Inspiration

We kept noticing the same thing: our neighbours are incredible at things we've always wanted to learn, and we're sitting on skills they'd love to pick up — but we never actually talk to each other. The guy upstairs plays jazz guitar. The woman next door speaks four languages. The student down the hall is a Python wizard. All of that knowledge just… sits there, untapped, because there's no reason to knock on someone's door and say "hey, want to trade?"

The loneliness epidemic is real. So is the cost of living. We wanted to solve both at once — without an app that turns every interaction into a transaction.

What it does

SkillSwap is a gamified neighbourhood skill-trading platform. You list what you can teach and what you want to learn. The app shows you neighbours on a live map, colour-coded by skill category, so you can find people who want exactly what you offer, and offer exactly what you want.

From the map you can tap any neighbour, see their skills and rating, and send a swap request. Once both people accept, a chat unlocks. When the trade is done, you both leave reviews, earn XP, and your panda mascot gets happier!

Key features:

Gamified map — interactive Mapbox map with live neighbour pins, mutual match animations, and smart filters (skill category, proximity, rating)

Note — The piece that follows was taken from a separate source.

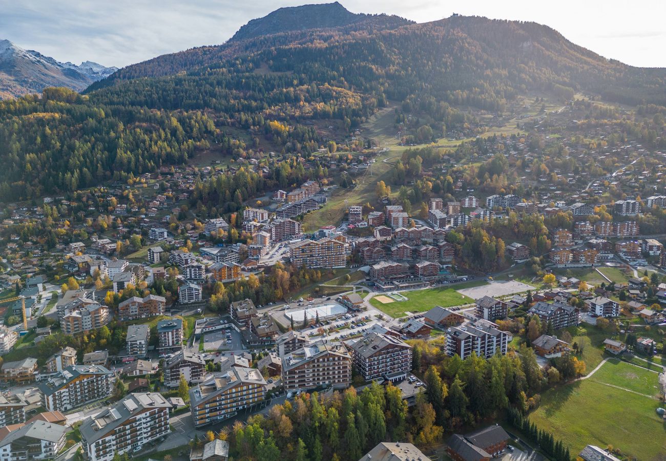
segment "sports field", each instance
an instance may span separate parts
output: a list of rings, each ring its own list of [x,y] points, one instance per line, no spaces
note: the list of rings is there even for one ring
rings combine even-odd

Swap requests — a structured pre-chat request flow so nothing feels cold or random

Smart Match AI — Gemini analyses skill compatibility, teaching level complementarity, and shared interests to surface your top 3 matches

Biscuit the panda chatbot — a Gemini-powered AI companion that gives personalised tips on how to break the ice, suggest meetups, and grow your skills

Meetup scheduling — weekly availability calendars with one-click meeting booking

Safe meetup mode — share a live location link with a trusted contact during in-person meetups, powered by Firestore real-time sessions

Neighbourhood leaderboard — dynamic rankings based on completed trades, connections, and weekly streaks, filtered by proximity radius

The pet — Biscuit the panda, whose mood and bamboo stash grow with every trade and connection you make

How we built it

We used Next.js 16 (App Router) with TypeScript and Tailwind CSS on the frontend, and Firebase (Firestore for the database and realtime chat, Firebase Auth for authentication, Firebase Storage for media) on the backend. Maps and venue search run on Mapbox GL JS. The Smart Match engine is a two-stage pipeline: a client-side Haversine filter narrows candidates by skill overlap and proximity, then the Gemini API scores compatibility across skill level, category diversity, and shared interests. Biscuit the chatbot also runs on Gemini with a persistent conversation context managed server-side via a Next.js API route to keep the key secure.

Challenges we ran into

Getting Mapbox GL JS to play nicely with Next.js SSR was the first wall — it has to be dynamically imported as a client-only component or it throws on the server. Rendering custom React components inside Mapbox popups required using createRoot to mount React trees into vanilla DOM nodes outside the Next.js router context — which meant hooks like useRouter and crash inside popups and had to be replaced with plain navigation. Implementing bidirectional skill matching in Firestore — checking whether two users mutually cover each other's wanting/offering lists — required careful client-side logic to avoid redundant reads. Designing safe meetup live location sharing without a dedicated push infrastructure led us to a Firestore real-time subscription approach where both the sharer and the watcher poll the same document.

What we learned

Gemini's structured JSON output is reliable enough to use as a scoring engine if you're explicit about the schema in the prompt and strip markdown fences before parsing. Firestore real-time listeners are easy to wire up for chat — the hardest part is unsubscribing correctly on component unmount. And honestly: Biscuit was the feature people reacted to most in testing. Gamification that feels emotional lands differently than gamification that just gives you points.

What's next

Skill verification badges (short video proof or vouching from existing connections), a group skill circles feature for 3-way barter chains, and a mobile app. We also want to explore vector embeddings to replace the Gemini pre-filter with semantic similarity search — faster, cheaper, and more nuanced than keyword matching across skill names.